The Mexican economy is characterized by widespread poverty, a burgeoning manufacturing sector, a large informal economy and the presence of myriad microbusinesses. Mexico is a large exporter that has free trade agreements with more than 50 countries..
World Bank notes the extensive informal sector in Mexico. It is the result of both complex business regulations that are difficult for most small-businesspeople to navigate and a general lack of substantial start-up capital. Many Mexicans make money with small operations that make do with the few resources at their disposal. Examples include food stands, trash collectors, handymen, independent cleaning personnel, taxi drivers and musicians. The persistence of informal microenterprise leads to a reduction in national tax revenue which in turn affects the level of public investment in infrastructure and public goods.

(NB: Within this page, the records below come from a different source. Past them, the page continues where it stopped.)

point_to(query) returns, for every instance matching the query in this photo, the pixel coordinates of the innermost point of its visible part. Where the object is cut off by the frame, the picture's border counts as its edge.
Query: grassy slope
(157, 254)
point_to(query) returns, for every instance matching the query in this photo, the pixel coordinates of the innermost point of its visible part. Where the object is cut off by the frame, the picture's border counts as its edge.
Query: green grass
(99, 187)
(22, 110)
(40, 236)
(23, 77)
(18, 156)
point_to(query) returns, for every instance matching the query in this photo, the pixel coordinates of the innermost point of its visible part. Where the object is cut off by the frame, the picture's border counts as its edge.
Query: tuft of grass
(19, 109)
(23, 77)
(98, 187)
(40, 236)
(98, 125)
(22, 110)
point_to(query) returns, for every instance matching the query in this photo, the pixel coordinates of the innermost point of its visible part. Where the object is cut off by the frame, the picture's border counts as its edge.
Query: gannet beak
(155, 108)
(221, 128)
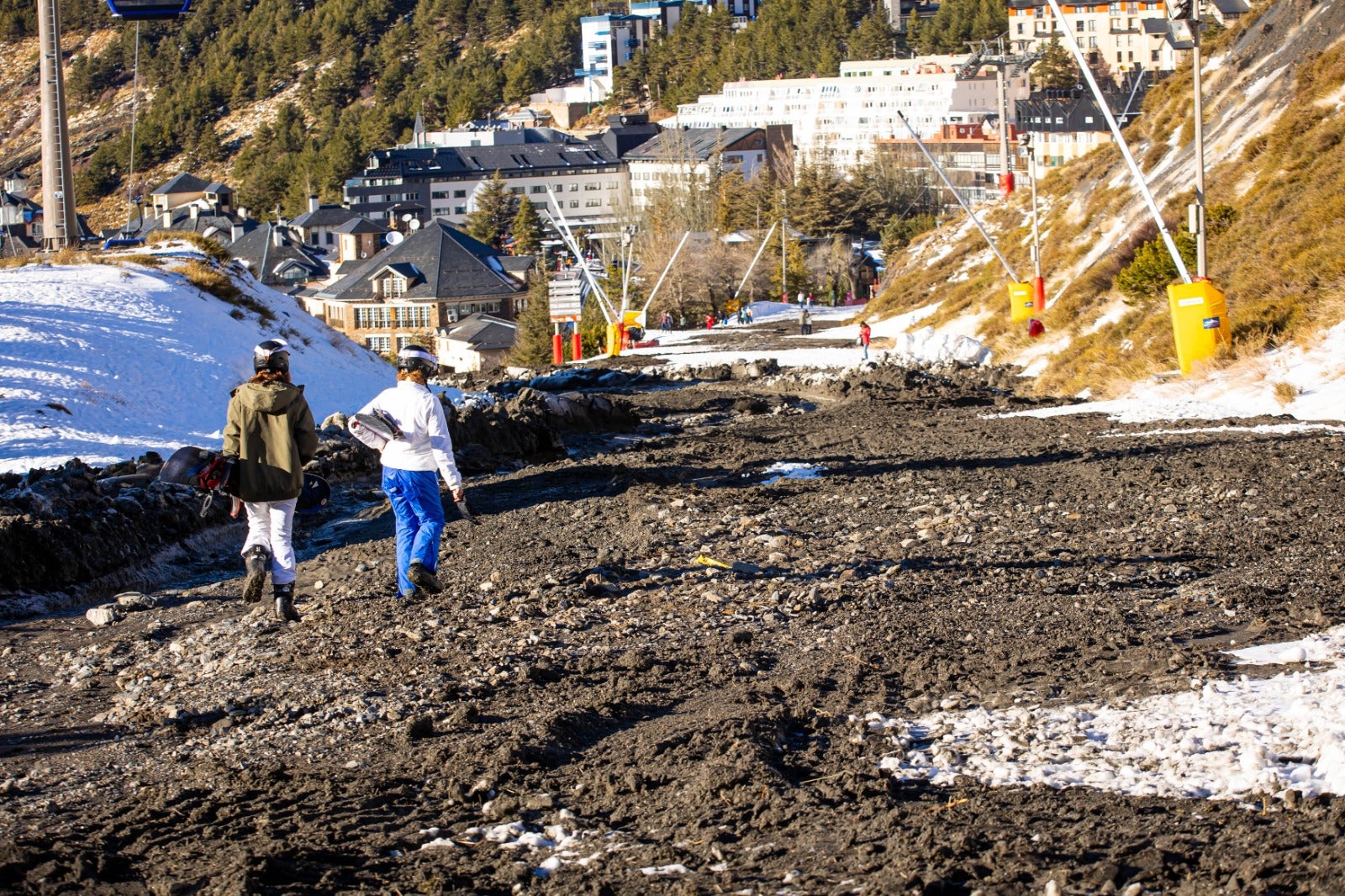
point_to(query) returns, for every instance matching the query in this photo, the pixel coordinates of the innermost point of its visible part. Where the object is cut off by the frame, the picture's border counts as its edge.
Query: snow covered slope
(105, 362)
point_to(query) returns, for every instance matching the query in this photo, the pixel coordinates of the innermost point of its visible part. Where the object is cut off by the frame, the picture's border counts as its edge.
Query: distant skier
(271, 432)
(409, 468)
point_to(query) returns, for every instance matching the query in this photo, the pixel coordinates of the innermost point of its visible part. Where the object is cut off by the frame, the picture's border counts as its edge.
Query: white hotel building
(844, 116)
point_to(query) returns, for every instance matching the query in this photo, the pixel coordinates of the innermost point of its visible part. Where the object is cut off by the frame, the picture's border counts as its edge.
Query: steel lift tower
(60, 228)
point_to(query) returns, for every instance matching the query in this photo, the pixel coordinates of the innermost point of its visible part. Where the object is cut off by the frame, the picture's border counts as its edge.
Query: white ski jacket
(425, 443)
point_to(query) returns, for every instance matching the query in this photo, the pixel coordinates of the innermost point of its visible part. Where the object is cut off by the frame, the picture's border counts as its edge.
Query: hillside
(1274, 89)
(108, 361)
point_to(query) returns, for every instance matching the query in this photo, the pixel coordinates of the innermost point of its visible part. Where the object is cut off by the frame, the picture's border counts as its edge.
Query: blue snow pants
(420, 519)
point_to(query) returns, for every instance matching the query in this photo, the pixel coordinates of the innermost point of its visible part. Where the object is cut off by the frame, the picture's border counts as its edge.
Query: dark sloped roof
(518, 264)
(484, 333)
(692, 143)
(324, 217)
(219, 226)
(403, 268)
(182, 183)
(257, 248)
(452, 266)
(468, 161)
(360, 225)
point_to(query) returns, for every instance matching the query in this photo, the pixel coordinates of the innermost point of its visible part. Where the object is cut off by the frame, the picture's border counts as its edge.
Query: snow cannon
(1200, 322)
(1022, 300)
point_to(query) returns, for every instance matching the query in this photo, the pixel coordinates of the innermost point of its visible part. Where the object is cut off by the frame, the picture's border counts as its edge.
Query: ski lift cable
(766, 241)
(134, 96)
(564, 229)
(1121, 143)
(666, 268)
(958, 197)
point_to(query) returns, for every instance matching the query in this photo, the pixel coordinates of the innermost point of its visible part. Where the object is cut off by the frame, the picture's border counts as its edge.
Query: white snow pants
(272, 526)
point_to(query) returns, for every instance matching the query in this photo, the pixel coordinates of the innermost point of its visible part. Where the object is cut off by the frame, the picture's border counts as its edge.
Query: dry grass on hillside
(1279, 259)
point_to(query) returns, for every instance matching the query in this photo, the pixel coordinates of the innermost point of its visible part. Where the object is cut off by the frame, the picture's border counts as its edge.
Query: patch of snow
(793, 470)
(1221, 741)
(107, 362)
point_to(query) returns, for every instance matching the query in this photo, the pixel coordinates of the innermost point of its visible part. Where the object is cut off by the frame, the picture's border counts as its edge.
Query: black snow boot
(286, 602)
(424, 579)
(257, 560)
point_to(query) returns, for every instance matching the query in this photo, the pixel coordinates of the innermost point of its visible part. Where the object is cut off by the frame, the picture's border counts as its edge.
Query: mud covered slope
(589, 708)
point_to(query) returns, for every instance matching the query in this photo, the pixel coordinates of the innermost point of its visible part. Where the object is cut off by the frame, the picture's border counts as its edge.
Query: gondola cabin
(148, 10)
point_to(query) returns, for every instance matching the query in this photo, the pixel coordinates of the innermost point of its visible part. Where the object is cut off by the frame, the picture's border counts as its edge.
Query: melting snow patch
(1221, 741)
(793, 472)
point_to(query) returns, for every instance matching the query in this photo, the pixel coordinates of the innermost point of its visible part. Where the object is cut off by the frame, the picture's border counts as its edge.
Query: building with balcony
(441, 183)
(842, 118)
(1121, 37)
(427, 282)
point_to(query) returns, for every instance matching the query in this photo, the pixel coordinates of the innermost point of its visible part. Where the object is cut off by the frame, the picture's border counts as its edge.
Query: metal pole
(1200, 150)
(1121, 141)
(1036, 233)
(766, 241)
(60, 228)
(958, 197)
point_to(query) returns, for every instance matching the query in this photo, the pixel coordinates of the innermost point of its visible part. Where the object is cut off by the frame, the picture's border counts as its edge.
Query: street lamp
(1039, 286)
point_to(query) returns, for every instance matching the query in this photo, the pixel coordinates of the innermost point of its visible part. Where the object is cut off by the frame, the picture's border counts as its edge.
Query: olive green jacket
(271, 430)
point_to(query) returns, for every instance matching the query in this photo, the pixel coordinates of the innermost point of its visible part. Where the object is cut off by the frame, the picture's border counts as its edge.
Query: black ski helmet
(273, 356)
(417, 358)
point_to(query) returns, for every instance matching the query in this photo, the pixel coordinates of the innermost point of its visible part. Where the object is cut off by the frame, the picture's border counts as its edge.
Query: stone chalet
(477, 342)
(430, 280)
(277, 257)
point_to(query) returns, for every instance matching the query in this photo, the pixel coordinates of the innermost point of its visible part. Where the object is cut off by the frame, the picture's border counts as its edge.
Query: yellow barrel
(1022, 300)
(1200, 320)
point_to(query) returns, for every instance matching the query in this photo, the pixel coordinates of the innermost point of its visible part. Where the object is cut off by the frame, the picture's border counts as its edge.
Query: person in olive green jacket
(271, 434)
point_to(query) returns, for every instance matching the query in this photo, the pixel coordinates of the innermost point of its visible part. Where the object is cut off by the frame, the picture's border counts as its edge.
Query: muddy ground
(627, 720)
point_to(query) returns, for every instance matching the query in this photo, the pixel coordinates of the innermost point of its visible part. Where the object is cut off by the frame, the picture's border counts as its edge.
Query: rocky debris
(589, 667)
(104, 615)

The CIA World Factbook observes Mexico's increasing tendency toward manufacture. Mexico is a new center of production for automobiles, textiles and consumer durables. American and Asian companies are establishing factories to take advantage of the country's cheap labor, resulting in the creation of much employment. However, most factory jobs are extremely low paying.
Agriculture remains an important economic activity, although the World Factbook reports that it employs a very small percentage of the total workforce. Farmers are mostly engaged in the cultivation of corn, wheat, fruits, coffee and rice.